What it didn’t have was follow-through. Or, in the words of the Court, “the policy and complaint mechanism were not reasonably effective in practice.”

According to the Court:  “the presence of a sexual harassment policy is encouraged by Title VII [but] the mere creation of a sexual harassment policy will not shield a company from its responsibility to actively prevent sexual harassment in the workplace.”

The Court upheld an award of $105,000 to two teenage servers at an IHOP operated by the defendant in Racine.  Katrina Shisler and Michelle Powell said they were sexually harassed in 2004 and 2005 by an IHOP assistant manager in violation of Title VII of the Civil Rights Act of 1964, 42 U.S.C. §§ 2000e et seq.

Normally, an employer can advance the so-called Faragher/Ellerth affirmative defense in a Title VII case sexual harassment claim involving a hostile work environment. This allows the employer to escape liability for damages if:

 (a) it “exercised reasonable care to prevent and correct promptly any sexually harassing behavior,” and

 (b) “the plaintiff employee unreasonably failed to take advantage of any protective or corrective opportunities provided by the employer or to avoid harm otherwise.”
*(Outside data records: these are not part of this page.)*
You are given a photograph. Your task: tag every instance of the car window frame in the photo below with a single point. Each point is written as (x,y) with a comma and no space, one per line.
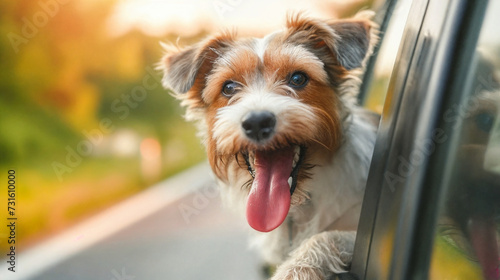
(416,220)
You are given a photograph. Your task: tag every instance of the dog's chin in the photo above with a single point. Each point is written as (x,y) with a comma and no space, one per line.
(275,175)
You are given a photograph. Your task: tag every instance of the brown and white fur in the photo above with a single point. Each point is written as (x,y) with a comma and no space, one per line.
(305,77)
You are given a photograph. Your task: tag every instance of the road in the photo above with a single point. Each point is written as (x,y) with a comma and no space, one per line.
(175,230)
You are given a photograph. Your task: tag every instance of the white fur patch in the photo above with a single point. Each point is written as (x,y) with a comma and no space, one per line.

The Court said the  Faragher/Ellerth affirmative defense was not available to the Management Hospitality because both teens had complained to managers about sexual harassment  and the managers did nothing.  The company did not begin investigating until a private investigator hired by an attorney for one of the teenager began asking questions.

The Court said a rational jury could have found that the sexual harassment occurred “every shift,”  was “highly offensive,” and included “physical touching.”

The Court said a rational jury also could conclude that the employer failed to follow its own policies by discouraging  employees from reporting complaints, providing inadequate anti-harassment training to supervisors, and failing to “promptly” investigate the complaints.

The EEOC filed suit on behalf of the two teenaged servers. A jury awarded one of the servers $1,000 in compensatory damages and the other $4,000 in compensatory damages and $100,000 in punitive damages.